I know that what you're feeling right now is overwhelming but you're safe.
You're going to get through this.
Let's slow down together.
Breathe with me.
Inhale slowly through your nose and exhale gently through your mouth.
See if you can count in for four on an inhale.
In two three four.
Hold two three four.
Out two three four.
Hold two three four.
See if you can continue breathing in this way.
Try and elongate your count so that you steadily steadily increase the box.
This is box breathing.
And while you continue to breathe I'll continue to talk.
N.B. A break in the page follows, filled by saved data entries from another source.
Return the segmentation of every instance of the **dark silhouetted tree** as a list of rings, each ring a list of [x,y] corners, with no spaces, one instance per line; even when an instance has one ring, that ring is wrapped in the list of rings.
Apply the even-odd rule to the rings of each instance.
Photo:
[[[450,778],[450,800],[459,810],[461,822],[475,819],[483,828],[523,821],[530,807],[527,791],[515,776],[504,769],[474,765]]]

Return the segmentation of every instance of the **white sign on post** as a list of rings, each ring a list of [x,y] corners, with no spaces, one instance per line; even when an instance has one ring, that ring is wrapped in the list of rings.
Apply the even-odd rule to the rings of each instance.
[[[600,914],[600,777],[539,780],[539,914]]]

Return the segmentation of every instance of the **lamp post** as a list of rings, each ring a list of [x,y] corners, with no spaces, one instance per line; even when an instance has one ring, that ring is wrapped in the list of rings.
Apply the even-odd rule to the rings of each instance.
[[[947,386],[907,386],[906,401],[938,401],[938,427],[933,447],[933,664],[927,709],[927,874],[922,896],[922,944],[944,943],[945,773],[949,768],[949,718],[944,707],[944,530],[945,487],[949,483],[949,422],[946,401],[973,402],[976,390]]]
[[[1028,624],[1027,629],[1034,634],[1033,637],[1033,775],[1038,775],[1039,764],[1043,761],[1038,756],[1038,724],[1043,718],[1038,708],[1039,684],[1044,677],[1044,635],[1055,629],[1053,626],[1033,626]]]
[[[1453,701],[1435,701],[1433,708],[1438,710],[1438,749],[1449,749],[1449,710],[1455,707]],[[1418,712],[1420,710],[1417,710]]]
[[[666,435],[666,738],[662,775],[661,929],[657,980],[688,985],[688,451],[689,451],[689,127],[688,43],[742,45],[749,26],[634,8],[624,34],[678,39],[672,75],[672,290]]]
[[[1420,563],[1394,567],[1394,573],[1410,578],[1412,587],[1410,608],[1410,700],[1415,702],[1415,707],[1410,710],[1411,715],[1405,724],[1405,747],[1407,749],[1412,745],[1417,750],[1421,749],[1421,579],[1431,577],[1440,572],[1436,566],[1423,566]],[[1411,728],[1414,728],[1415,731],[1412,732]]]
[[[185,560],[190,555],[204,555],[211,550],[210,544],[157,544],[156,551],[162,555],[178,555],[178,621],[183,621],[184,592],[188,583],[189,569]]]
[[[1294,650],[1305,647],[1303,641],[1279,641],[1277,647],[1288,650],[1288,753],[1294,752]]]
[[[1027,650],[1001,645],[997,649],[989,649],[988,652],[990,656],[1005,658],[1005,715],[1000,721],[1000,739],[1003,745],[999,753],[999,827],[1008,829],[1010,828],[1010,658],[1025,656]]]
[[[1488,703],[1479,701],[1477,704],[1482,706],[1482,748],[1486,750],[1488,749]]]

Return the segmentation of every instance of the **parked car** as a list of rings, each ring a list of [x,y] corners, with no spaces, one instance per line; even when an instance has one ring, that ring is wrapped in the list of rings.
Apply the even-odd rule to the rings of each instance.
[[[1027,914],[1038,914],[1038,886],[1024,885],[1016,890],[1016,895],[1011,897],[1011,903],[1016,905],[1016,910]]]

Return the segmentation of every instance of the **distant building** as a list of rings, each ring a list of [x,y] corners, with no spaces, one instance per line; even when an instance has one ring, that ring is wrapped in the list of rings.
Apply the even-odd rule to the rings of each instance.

What you're feeling right now in your body is your body responding to stress.
Anxiety triggers your fight-or-flight response even when there's no real danger.
Your body thinks it's protecting you but we're going to tell it to relax.
Keep breathing nice and steady counting those breaths.
The tightness in your chest is just your muscles tensing up and your rapid heartbeat it's just your body pumping blood a little faster.
Your body's pumping blood to your muscles because it thinks it may have to save you from a lion or a tiger attack.
It's okay it's a natural response.
We're going to keep telling it that it's safe.
Your breath may feel shallow but that's your body trying to get more oxygen to you to help you.
All of this feels intense but none of it is harmful.
Let's help your body to calm down.
Can you place a hand on your belly?
Now as you breathe focus on making your belly rise with each inhale and fall with each exhale.
In 2 3 4,
Hold 2 3 4,
Out 2 3 4,
Hold 2 3 4.
Slow gentle breaths feel the warmth of your own hand against your belly and you might feel dizzy or lightheaded but that's just because you've been breathing quickly.
As we slow your breathing that sensation will pass.
You're in control even though it feels like you've lost control your body will respond to these slow steady breaths.
If you can as you're breathing try to notice the surface beneath you.
Feel the ground supporting your feet or the chair supporting your body.
You're connected,
You're held.
Focus on that solid connection to the earth or to your seat.
You're not floating away,
You're anchored right here.
What you're going through is temporary.
These feelings will pass and you're not alone in this.
Everyone experiences anxiety in some way and your body has the ability to calm itself down.
Let's give it time.
Keep breathing with me and imagine each breath loosening the tension in your chest,
In your shoulders,
In your neck.
Let it soften with each exhale.
You don't need to do anything else right now but breathe.
Your only job is to be here in this moment with your breath.
You're safe,
You're grounded,
You're okay.
Repeat this as many times as you need to.
I'm right here with you and you're okay.